Padecer los horrores de la segregación y vivir en primera persona una de las tragedias más atroces que ha conocido la humanidad marcó sin duda la personalidad de uno de los pontífices más carismáticos de la historia de la iglesia católica.

Karol Wojtyla (Polonia 1920), quien fue minero y se acercó al mundo del teatro en algún momento de su vida, congregó la admiración y el respeto no sólo de la feligresía sino de los
más importantes líderes políticos de su época.

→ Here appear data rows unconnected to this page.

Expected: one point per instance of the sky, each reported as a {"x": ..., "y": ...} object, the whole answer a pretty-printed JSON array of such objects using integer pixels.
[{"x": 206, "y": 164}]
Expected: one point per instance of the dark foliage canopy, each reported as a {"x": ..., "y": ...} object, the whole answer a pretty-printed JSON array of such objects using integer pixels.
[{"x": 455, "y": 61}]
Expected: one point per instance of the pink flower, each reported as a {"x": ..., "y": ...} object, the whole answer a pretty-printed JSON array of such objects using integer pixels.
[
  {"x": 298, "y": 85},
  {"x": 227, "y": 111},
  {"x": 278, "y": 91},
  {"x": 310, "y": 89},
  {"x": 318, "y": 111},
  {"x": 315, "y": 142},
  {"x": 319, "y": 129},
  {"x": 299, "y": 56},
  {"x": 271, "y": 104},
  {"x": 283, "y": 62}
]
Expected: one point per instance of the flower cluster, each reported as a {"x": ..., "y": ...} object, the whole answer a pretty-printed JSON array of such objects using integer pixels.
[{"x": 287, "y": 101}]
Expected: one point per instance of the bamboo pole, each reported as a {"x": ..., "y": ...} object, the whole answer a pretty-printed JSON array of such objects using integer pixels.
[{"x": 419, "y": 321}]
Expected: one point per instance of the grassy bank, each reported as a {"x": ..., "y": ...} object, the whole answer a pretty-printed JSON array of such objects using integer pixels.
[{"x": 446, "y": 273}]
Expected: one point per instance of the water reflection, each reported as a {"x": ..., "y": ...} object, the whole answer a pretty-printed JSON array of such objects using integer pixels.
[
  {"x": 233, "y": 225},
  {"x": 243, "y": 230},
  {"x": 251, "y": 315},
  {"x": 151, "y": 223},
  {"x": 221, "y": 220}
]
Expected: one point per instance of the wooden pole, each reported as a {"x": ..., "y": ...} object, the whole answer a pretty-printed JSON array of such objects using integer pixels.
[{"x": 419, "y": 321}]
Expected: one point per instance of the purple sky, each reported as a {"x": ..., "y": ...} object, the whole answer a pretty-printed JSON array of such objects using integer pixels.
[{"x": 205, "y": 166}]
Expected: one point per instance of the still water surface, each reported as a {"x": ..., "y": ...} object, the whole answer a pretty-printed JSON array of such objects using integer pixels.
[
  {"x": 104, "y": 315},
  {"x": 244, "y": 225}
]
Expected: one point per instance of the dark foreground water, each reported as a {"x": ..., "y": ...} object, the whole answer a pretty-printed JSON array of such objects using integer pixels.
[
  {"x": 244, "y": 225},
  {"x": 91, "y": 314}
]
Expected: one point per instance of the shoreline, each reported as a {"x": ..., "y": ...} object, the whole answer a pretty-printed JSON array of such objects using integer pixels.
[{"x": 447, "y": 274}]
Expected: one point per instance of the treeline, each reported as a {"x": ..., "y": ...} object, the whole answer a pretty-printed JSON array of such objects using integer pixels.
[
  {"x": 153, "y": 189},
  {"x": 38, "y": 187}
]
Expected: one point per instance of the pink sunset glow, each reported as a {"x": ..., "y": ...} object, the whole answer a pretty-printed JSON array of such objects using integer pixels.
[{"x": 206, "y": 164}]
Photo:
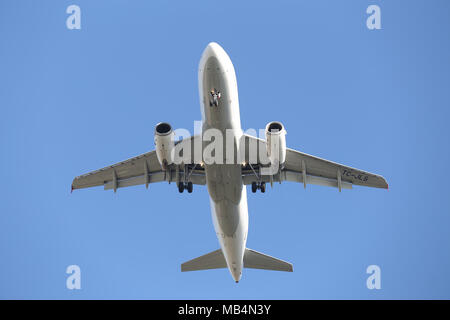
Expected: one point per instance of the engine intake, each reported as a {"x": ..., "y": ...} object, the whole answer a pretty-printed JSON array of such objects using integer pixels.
[
  {"x": 276, "y": 142},
  {"x": 164, "y": 142}
]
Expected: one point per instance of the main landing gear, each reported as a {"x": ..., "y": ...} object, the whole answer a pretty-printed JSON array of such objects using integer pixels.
[
  {"x": 189, "y": 186},
  {"x": 258, "y": 185}
]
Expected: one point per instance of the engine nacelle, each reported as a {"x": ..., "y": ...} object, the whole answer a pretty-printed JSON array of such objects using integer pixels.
[
  {"x": 276, "y": 142},
  {"x": 164, "y": 143}
]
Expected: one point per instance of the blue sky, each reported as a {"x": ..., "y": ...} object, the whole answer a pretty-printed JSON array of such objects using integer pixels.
[{"x": 76, "y": 100}]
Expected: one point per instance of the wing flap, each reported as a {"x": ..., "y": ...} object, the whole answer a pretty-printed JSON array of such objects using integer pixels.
[
  {"x": 256, "y": 260},
  {"x": 212, "y": 260}
]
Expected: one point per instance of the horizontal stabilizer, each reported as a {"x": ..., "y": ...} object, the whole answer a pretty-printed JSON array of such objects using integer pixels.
[
  {"x": 212, "y": 260},
  {"x": 256, "y": 260}
]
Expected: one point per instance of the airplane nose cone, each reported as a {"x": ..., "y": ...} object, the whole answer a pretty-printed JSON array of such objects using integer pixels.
[{"x": 213, "y": 49}]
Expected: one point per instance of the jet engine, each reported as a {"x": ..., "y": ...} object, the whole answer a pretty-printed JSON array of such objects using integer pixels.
[
  {"x": 164, "y": 142},
  {"x": 276, "y": 142}
]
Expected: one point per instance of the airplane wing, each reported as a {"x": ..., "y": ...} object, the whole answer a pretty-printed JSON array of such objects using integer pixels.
[
  {"x": 307, "y": 169},
  {"x": 143, "y": 169}
]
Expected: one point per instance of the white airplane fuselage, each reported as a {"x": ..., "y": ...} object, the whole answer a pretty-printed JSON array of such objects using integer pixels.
[{"x": 228, "y": 195}]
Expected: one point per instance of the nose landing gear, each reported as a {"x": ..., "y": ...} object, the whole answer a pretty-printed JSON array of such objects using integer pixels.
[
  {"x": 189, "y": 186},
  {"x": 258, "y": 185}
]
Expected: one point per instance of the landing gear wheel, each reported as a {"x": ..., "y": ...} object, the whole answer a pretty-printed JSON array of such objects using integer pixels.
[{"x": 262, "y": 187}]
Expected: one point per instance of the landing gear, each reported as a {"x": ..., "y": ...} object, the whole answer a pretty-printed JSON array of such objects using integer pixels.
[
  {"x": 258, "y": 185},
  {"x": 215, "y": 96},
  {"x": 188, "y": 186}
]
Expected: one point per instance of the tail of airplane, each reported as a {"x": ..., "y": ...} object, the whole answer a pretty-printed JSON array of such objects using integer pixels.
[{"x": 252, "y": 259}]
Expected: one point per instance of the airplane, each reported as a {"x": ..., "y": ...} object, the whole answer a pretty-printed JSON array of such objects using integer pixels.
[{"x": 226, "y": 182}]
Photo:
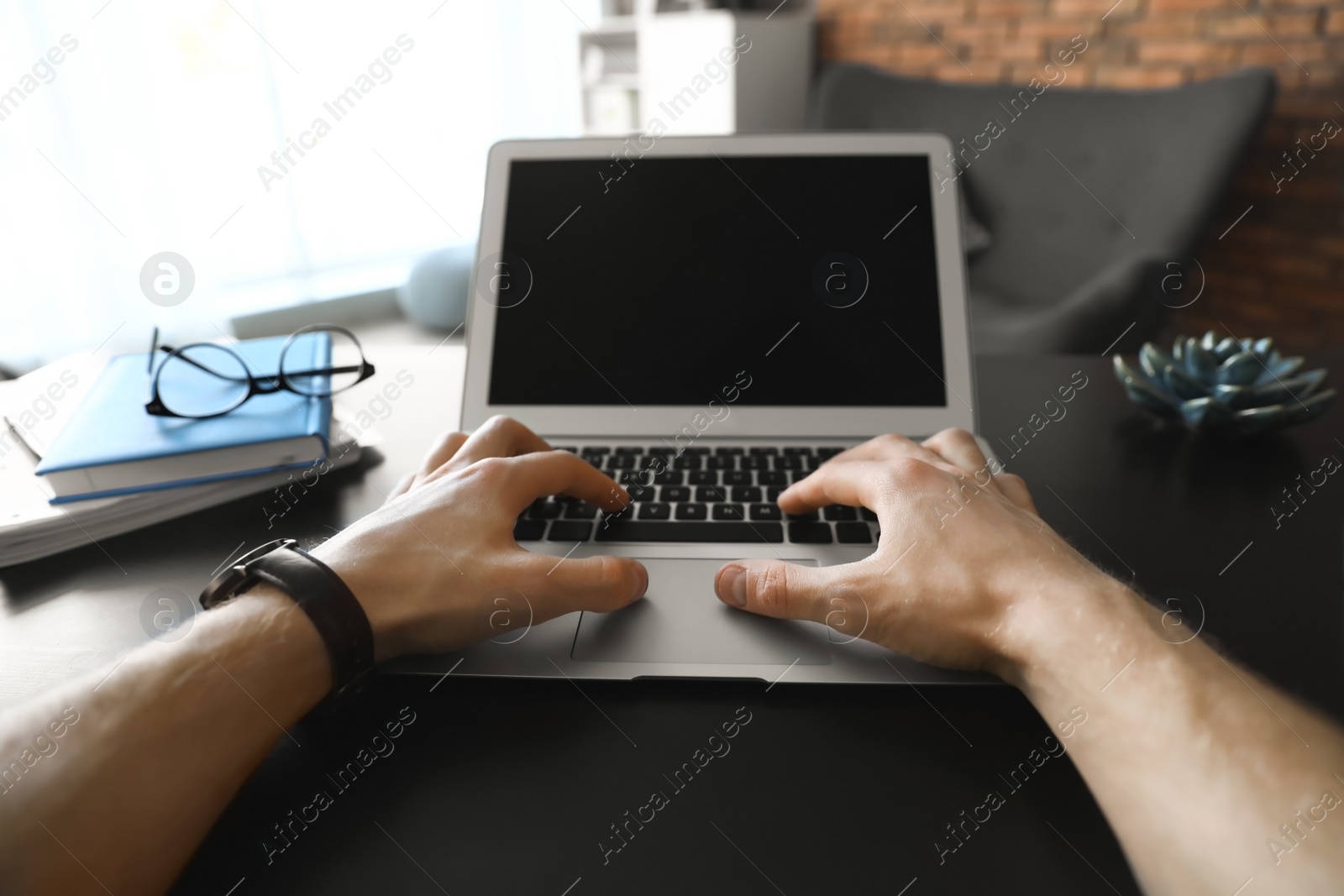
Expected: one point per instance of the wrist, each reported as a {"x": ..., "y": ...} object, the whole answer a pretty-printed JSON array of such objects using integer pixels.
[
  {"x": 273, "y": 626},
  {"x": 370, "y": 582},
  {"x": 1070, "y": 629}
]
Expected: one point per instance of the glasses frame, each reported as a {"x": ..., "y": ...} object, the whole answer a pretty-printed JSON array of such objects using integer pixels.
[{"x": 255, "y": 385}]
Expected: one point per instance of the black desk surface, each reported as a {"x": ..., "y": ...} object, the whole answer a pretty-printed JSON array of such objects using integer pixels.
[{"x": 515, "y": 786}]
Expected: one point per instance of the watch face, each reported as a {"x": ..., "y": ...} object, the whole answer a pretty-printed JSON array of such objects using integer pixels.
[{"x": 237, "y": 577}]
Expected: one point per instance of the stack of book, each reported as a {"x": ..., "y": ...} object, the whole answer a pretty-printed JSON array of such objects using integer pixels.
[{"x": 81, "y": 459}]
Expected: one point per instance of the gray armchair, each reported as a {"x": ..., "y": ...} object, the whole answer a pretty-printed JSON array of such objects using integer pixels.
[{"x": 1085, "y": 192}]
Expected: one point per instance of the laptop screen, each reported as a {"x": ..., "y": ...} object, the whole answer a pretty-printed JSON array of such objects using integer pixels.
[{"x": 793, "y": 280}]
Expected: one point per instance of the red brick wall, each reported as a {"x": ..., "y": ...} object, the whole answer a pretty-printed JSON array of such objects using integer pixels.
[{"x": 1280, "y": 271}]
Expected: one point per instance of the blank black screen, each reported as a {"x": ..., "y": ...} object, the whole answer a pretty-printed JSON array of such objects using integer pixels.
[{"x": 658, "y": 281}]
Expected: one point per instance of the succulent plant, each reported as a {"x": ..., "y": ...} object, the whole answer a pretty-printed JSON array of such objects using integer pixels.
[{"x": 1241, "y": 385}]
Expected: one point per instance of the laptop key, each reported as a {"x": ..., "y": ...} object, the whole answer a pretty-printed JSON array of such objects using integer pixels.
[
  {"x": 690, "y": 531},
  {"x": 765, "y": 512},
  {"x": 528, "y": 530},
  {"x": 564, "y": 531},
  {"x": 853, "y": 533},
  {"x": 656, "y": 511},
  {"x": 810, "y": 533},
  {"x": 692, "y": 512},
  {"x": 726, "y": 512},
  {"x": 544, "y": 511}
]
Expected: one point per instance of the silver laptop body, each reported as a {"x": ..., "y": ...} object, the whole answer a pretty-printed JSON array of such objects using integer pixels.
[{"x": 709, "y": 318}]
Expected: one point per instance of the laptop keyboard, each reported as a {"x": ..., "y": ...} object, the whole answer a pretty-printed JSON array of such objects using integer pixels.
[{"x": 719, "y": 495}]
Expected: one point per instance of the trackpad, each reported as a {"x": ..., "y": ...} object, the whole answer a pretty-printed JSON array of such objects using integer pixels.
[{"x": 680, "y": 620}]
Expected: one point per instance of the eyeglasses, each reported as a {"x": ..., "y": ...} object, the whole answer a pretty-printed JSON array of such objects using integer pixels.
[{"x": 205, "y": 379}]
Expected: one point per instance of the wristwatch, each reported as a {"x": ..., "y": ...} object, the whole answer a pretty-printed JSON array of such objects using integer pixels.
[{"x": 318, "y": 590}]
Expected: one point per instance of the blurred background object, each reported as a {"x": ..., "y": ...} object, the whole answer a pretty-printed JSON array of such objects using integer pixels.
[
  {"x": 1084, "y": 192},
  {"x": 434, "y": 295},
  {"x": 1274, "y": 254}
]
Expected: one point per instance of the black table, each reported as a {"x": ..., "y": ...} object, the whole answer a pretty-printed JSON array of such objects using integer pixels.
[{"x": 515, "y": 786}]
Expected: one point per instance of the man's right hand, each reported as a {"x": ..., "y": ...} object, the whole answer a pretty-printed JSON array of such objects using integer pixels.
[{"x": 961, "y": 567}]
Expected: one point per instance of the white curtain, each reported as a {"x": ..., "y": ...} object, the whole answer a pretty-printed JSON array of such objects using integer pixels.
[{"x": 136, "y": 127}]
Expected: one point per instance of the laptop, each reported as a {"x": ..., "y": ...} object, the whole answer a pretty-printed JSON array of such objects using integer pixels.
[{"x": 707, "y": 320}]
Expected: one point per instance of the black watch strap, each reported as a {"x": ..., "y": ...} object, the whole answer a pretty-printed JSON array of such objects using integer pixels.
[{"x": 318, "y": 590}]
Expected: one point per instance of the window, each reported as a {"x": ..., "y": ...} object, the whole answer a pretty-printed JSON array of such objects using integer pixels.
[{"x": 288, "y": 150}]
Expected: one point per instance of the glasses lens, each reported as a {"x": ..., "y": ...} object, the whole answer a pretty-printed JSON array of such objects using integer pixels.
[
  {"x": 202, "y": 379},
  {"x": 322, "y": 362}
]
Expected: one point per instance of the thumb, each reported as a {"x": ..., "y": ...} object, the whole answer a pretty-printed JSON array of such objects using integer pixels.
[
  {"x": 598, "y": 584},
  {"x": 773, "y": 589}
]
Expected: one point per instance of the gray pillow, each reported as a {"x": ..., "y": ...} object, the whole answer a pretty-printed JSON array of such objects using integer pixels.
[{"x": 974, "y": 237}]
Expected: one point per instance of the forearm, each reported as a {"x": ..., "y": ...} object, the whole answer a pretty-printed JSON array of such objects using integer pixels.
[
  {"x": 1195, "y": 762},
  {"x": 174, "y": 732}
]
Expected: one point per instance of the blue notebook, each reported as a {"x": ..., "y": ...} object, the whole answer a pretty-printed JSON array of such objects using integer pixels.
[{"x": 112, "y": 445}]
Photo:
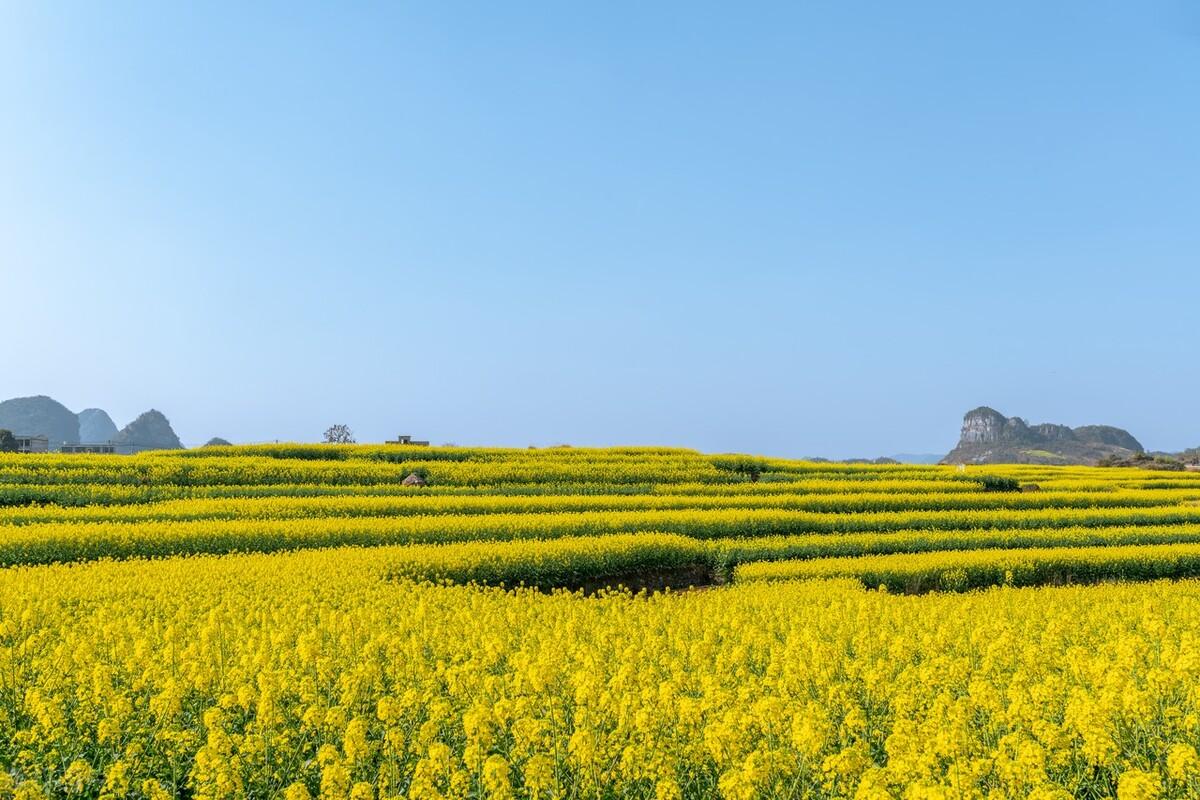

Sus encuentros con Mijail Gorbachov, Rafael Caldera, Bill Clinton, Fidel Castro o Benjamín Netanyahu, entre otros mandatarios, hablan del talante negociador y plural con el que trajinaba por el mundo.

Las gráficas de Su Santidad orando frente al Muro de las Lamentaciones en Jerusalén o la euforia de las multitudinarias jornadas de la juventud que presidió generaban un impacto espiritual y mediático sin par. Sus precisas referencias al papel de los medios de comunicación social quedan explícitamente señaladas en la Carta Apostólica “El rápido desarrollo” del 24 de enero de 2005; entre otros documentos de similar naturaleza.

Con especial afecto le recuerda la ciudad de Mérida por la visita oficial que dispensó en La Hechicera allá por 1985. En palabras de Joaquín Navarro Valls, ex portavoz papal: “el comunismo no cayó porque Estados Unidos hubiese ganado la guerra fría o debido a que su escudo antimisiles destruyese las esperanzas bélicas, sino porque un hombre religioso, un
Papa, había unido las conciencias de Oriente en el altar universal de los derechos humanos”.